Manufacturers are not required to reveal their ingredients or conduct trials, and recipes may be proprietary. Professional inks may be made from iron oxides (rust), metal salts, or plastics. Homemade or traditional tattoo inks may be made from pen ink, soot, dirt, ash, blood, or other ingredients.
Metal salts used for tattoo inks include those based on nickel (black), zinc (yellow, white), chromium (green), aluminium (green, violet), titanium (white), copper (blue, green), and iron (brown, red, black) as well as the toxic heavy metals cobalt (blue), mercury (red), lead (yellow, green, white), cadmium (red, orange, yellow), and barium (white). Organic chemicals used include azo-chemicals (orange, brown, yellow, green, violet) and naptha-derived chemicals (red). Carbon is also used for black. Other elements used as pigments include antimony, arsenic, beryllium, calcium, lithium, selenium, and sulphur.
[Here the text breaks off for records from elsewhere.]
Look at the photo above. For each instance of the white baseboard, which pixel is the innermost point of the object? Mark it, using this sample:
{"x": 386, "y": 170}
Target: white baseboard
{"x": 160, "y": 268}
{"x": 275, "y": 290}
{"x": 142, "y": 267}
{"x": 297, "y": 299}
Tattoo ink manufacturers typically blend the metal pigments and/or use lightening agents (such as lead or titanium) to reduce production costs. Tattoo inks contaminated with metal allergens have been known to cause severe reactions, sometimes years later, when the original ink is not available for testing, see metal allergy.
A carrier acts as a solvent for the pigment, to "carry" the pigment from the point of needle trauma to the surrounding dermis. Carriers keep the ink evenly mixed and free from pathogens, and aid application. The most typical solvent is ethyl alcohol or distilled water, but denatured alcohols, methanol, rubbing alcohol, propylene glycol, and glycerine are also used. When an alcohol is used as part of the carrier base in tattoo ink or to disinfect the skin before application of the tattoo, it increases the skin's permeability, helping to transport more pigment into the skin.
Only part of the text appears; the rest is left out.